Résumé très simplement, le recours «vise l’indemnisation d’enfants qui ont été victimes d’abus et du silence de corporations religieuses qui avaient connaissance de ces abus commis par l’un des leurs».

Les ex-élèves poursuivent conjointement Claude Guillot, son église baptiste de Québec-Est, l’Église baptiste évangélique de Victoriaville et l’Association des églises baptistes évangéliques du Québec. 

Les demandeurs réclament pour eux-mêmes et pour chaque membre une somme globale de 2 millions $, dont 500 000 $ en dommages punitifs.

Yves*, 41 ans, et Émile*, 26 ans, ont tous deux témoigné au procès criminel — toujours en cours — de Claude Guillot. Yves dit avoir été corrigés à coups de palette de bois lorsqu’il avait entre 4 et 6 ans et qu’il fréquentait l’école la Bonne Semence à Victoriaville, de 1982 à 1984. Émile a passé 13 ans chez Claude Guillot, entre 2001 et 2014, et a témoigné avoir reçu de multiples coups en plus d’être forcé de rester debout durant des jours. Le jeune homme dénonce aussi des années de harcèlement psychologique, de contrôle excessif et de rationnement en vivres et en eau.

Yves a eu des problèmes de consommation de drogue durant plusieurs années et a un diagnostic de choc post-traumatique. Émile a combattu des idées suicidaires et a toujours un suivi psychologique.

À l’étape de l’autorisation, ils ont survolé pour la juge April leurs années passées à observer les règles de Claude Guillot.

«C’est de l’amour mon gars, de te faire élever avec des coups de bâton», se faisait dire Yves. «Et c’est toi qui est un monstre si tu te rebelles contre ça.»

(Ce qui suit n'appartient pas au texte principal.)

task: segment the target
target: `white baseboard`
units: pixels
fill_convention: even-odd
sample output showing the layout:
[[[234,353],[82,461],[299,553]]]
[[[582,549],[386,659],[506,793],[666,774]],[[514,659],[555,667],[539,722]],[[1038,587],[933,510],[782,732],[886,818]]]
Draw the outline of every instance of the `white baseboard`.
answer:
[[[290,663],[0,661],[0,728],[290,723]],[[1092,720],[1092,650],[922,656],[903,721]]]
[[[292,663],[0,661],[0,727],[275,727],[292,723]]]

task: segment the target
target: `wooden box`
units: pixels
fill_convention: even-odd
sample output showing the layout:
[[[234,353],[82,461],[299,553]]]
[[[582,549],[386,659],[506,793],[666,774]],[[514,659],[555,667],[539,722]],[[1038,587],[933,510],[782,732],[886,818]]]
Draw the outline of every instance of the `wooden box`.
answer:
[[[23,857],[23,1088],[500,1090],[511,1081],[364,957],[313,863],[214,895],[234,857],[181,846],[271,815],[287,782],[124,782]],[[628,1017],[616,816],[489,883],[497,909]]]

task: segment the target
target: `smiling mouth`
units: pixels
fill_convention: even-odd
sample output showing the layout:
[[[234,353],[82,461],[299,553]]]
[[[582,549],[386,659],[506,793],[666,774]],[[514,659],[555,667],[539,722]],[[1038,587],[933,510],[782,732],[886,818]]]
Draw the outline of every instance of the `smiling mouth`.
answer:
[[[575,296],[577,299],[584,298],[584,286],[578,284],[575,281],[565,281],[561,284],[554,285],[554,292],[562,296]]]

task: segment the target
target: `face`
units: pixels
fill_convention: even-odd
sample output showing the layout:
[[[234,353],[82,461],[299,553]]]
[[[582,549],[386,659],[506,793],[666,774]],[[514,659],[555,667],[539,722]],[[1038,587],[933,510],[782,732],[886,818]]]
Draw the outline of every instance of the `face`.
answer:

Yves dit avoir compris que Guillot ne faisait que suivre les enseignements reçus à l’église baptiste de Victoriaville.

Le pasteur de l’époque de cette église faisait lui-même la promotion du châtiment corporel envers les enfants, soutiennent les anciens élèves de Guillot. Dans ses notes, le pasteur Gabriel Cotnoir indiquait que «la douleur enseigne» et qu’un enfant peut être corrigé physiquement dès l’âge de huit mois.

Pour sa part, l’Association des églises baptistes évangélistes du Québec a donné sa bénédiction et son soutien financier à Guillot, dénoncent les anciens élèves, et ce même après son congédiement de Victoriaville pour des gestes abusifs envers les élèves.

Pas de question commune

L’avocate de l’Église baptiste évangélique de Victoriaville a plaidé que le recours ne pouvait être autorisé parce qu’il s’agissait en fait d’un collage d’au moins deux recours, avec deux trames factuelles à deux époques différentes. Les gestes qu’aurait subis Yves dans les années 1980 et ceux décrits par Émile durant 13 ans ne peuvent se comparer, estime l’avocate.

En fait, aucune question commune ne pourrait être soumise au tribunal pour regrouper à la fois les élèves de l’école La Bonne Semence et ceux de l’école clandestine à Québec dans le même recours.

Aux yeux de l’Association des églises baptistes évangéliques du Québec, la question de la faute de Claude Guillot «requiert un traitement individuel et ne constitue donc pas une question collective». La question de la faute de Guillot n’est pas collective, car ses agissements doivent être appréciés au cas par cas, individu par individu, chaque correction physique même devant être appréciée séparément.

* Prénoms fictifs. L’identité des plaignants est protégée par une ordonnance de non-publication dans le procès criminel.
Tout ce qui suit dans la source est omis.